Responses of identified motor neurons to ipsilateral pyramidal tract stimulation. (A) Schematic showing the lesioned pyramidal tract (PT, dashed line), and potential pathways descending through the ipsilateral (intact) pyramidal tract that might contribute novel connections. (B–D) Each panel shows averaged intracellular recordings from motor neurons (upper thick lines) and epidural recordings from close to the microelectrode penetration point (lower thin lines). Calibration bars are 0.1 mV, 1 ms (thick lines), and 50 μV (thin lines). The arrival of the descending volley and onset of the EPSP (where present) are shown by dashed and solid vertical lines, respectively.
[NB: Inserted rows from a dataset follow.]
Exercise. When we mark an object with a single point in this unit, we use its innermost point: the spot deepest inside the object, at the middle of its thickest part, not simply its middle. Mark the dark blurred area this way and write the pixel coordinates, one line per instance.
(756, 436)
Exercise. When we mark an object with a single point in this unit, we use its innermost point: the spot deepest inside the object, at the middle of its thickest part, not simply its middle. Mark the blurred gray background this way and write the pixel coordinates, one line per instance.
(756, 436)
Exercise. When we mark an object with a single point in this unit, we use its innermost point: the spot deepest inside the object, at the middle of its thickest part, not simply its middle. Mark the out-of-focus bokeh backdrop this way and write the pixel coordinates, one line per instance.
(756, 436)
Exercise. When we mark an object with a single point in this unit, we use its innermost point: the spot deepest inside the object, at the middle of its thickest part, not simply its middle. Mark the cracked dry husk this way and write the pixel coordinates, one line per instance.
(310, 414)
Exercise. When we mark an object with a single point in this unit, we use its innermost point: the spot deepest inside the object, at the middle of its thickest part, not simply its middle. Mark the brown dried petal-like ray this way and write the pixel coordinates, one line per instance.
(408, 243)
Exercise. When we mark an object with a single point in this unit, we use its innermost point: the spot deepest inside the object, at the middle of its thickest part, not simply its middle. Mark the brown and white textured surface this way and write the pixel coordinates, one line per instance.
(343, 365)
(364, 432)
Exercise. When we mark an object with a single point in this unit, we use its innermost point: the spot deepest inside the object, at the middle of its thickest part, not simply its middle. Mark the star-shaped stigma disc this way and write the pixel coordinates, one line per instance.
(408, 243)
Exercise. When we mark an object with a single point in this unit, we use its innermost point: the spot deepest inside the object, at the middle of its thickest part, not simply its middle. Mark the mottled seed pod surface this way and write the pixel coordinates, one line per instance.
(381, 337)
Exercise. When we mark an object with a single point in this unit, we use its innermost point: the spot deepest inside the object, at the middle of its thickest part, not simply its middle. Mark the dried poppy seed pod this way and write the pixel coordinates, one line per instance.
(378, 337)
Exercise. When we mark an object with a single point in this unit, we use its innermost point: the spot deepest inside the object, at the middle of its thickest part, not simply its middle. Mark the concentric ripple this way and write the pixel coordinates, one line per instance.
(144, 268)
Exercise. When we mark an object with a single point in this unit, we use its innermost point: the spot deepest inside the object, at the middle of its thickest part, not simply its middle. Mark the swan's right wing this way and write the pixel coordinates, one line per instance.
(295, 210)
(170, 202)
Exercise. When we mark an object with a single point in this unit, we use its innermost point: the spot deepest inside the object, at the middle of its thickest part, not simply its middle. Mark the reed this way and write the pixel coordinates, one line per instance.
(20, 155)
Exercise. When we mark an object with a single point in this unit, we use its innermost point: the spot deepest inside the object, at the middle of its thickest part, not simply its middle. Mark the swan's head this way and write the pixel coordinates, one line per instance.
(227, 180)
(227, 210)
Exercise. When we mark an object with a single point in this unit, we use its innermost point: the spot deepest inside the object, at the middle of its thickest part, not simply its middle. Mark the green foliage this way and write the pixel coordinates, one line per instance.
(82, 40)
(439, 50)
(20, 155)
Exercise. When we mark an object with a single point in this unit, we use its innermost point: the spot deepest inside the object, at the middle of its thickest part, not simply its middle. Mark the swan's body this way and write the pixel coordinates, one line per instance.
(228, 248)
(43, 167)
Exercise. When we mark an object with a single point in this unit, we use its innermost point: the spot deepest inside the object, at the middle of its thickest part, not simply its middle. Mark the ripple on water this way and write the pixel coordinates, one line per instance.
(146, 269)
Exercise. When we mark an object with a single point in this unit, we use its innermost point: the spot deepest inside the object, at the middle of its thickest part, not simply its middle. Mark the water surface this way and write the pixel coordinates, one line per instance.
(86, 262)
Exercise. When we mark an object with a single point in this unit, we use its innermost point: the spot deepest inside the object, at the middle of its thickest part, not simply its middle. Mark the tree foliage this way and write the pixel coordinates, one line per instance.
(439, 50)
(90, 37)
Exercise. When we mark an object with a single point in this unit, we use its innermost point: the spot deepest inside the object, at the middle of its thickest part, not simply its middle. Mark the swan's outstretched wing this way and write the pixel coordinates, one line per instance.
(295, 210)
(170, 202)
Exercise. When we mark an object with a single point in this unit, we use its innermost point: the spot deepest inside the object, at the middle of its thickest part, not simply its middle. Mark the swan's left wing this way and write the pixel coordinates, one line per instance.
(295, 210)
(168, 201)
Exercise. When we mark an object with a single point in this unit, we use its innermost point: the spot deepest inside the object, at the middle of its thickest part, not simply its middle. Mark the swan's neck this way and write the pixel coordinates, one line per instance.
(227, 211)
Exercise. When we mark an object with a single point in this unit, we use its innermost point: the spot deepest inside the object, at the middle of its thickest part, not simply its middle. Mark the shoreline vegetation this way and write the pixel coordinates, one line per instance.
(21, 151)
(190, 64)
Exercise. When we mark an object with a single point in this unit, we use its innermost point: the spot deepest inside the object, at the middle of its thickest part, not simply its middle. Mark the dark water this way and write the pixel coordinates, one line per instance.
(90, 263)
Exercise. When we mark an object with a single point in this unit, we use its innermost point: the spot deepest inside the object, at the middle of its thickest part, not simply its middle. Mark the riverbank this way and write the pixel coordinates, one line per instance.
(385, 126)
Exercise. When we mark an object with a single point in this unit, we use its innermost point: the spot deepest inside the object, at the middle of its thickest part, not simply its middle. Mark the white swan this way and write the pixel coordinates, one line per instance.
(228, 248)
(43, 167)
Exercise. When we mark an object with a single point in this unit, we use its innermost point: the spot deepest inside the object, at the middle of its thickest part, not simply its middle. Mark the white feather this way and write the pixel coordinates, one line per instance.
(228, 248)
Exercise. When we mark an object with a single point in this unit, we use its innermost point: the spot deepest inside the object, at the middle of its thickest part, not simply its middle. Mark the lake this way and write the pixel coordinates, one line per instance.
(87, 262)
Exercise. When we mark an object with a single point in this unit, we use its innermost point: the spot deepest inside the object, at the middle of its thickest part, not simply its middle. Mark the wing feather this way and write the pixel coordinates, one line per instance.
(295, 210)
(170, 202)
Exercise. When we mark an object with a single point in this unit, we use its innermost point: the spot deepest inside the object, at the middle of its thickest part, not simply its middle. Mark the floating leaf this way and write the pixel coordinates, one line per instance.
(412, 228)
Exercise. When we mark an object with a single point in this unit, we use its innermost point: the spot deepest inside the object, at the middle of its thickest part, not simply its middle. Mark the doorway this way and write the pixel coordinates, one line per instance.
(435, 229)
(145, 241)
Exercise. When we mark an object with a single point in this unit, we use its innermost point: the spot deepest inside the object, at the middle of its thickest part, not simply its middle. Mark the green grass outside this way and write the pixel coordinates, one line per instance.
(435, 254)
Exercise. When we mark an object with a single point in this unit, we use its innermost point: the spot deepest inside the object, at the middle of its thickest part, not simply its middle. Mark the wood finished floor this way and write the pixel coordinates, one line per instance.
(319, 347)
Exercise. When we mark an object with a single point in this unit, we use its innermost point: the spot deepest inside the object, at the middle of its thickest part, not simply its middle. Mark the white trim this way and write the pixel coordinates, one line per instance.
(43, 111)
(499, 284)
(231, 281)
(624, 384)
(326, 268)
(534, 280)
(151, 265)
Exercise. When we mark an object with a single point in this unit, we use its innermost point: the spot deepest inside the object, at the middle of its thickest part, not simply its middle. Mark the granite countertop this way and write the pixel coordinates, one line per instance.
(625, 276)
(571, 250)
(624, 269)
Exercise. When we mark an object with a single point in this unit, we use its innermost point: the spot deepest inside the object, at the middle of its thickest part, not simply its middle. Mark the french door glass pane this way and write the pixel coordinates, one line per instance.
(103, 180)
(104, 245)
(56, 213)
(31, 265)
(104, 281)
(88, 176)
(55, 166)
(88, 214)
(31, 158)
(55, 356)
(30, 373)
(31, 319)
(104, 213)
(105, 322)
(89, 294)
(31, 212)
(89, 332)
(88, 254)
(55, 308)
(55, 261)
Insets show antidromic spikes elicited by stimulation of the most distal peripheral nerve that gave a response (calibration bars 10 mV, 1 ms). Arrowheads mark time of stimulation. Number of stimuli used to compile the averages (n) is given below each pair of records. (B) Intrinsic hand muscle motor neuron with no synaptic response. (C) Forearm flexor motor neuron with monosynaptic EPSP. (D) Forearm flexor motor neuron with both mono- (m) and disynaptic (d) EPSPs.

Figure 3

Quantitative measurements of input to motor neurons from the ipsilateral pyramidal tract. Data are presented separately according to the muscle group that the motor neuron innervated: (A) forearm flexors; (B) forearm extensors; (C) intrinsic hand muscles. Blue bars relate to control and red to lesioned animals. Filled bars show monosynaptic and open bars disynaptic responses. The left column shows the incidence of EPSPs. The middle column shows the mean amplitudes of EPSPs, where present. The right column indicates the product of amplitude and incidence, which measures the overall strength of input from a given pathway (connection strength). Statistical tests were performed using Fisher’s exact test (incidence) and a Monte Carlo resampling method (amplitude and amplitude × incidence product); there were no significant differences between control and lesioned animals (P > 0.05).

Figure 4

Responses of identified motor neurons to stimulation in the medial longitudinal fasciculus. (A) Schematic showing the lesioned pyramidal tract (PT) and pathways descending through the ipsilateral and contralateral medial longitudinal fasciculus (MLF). (B–G) Averaged intracellular potentials from motor neurons, conventions as in Fig. 2. Calibration bars are 0.1 mV, 1 ms (thick lines) and 20 μV (thin lines). The arrival of the descending volley and onset of the EPSP (where present) are shown by dashed and solid vertical lines, respectively. Insets show antidromic spikes elicited by stimulation of the most distal peripheral nerve which gave a response (muscle category indicated above each panel). Calibration bars for the insets 10 mV and 1 ms. Arrowheads mark time of stimulation. Numbers of stimuli used to compile the averages (n) is given below each pair of records. (B, D and F) Responses to ipsilateral medial longitudinal fasciculus stimulation. (C, E and G) Responses to contralateral medial longitudinal fasciculus stimulation. Panels B and C show recordings from the same motor neuron, D–G are all from different motor neurons. Synaptic responses in B–E were classified as monosynaptic; those in F and G as disynaptic.

Figure 5

Quantitative measurements of input to motor neurons from the medial longitudinal fasciculus. As in Fig. 3, data are presented separately according to the muscle group which the motor neuron innervated: (A) forearm flexors; (B) forearm extensors and (C) intrinsic hand muscles. Blue bars relate to control and red to lesioned animals. Filled bars show monosynaptic and open bars disynaptic responses. The left column shows the incidence of EPSPs. The middle column shows the mean amplitudes of EPSPs, where present. The right column indicates the product of amplitude and incidence, which measures the overall strength of input from a given pathway (connection strength). Statistical tests were performed using Fisher’s exact test (incidence) and a Monte Carlo resampling method (amplitude and amplitude × incidence product). Asterisks mark significant differences between control and lesioned animals (*P < 0.05; **P < 0.01).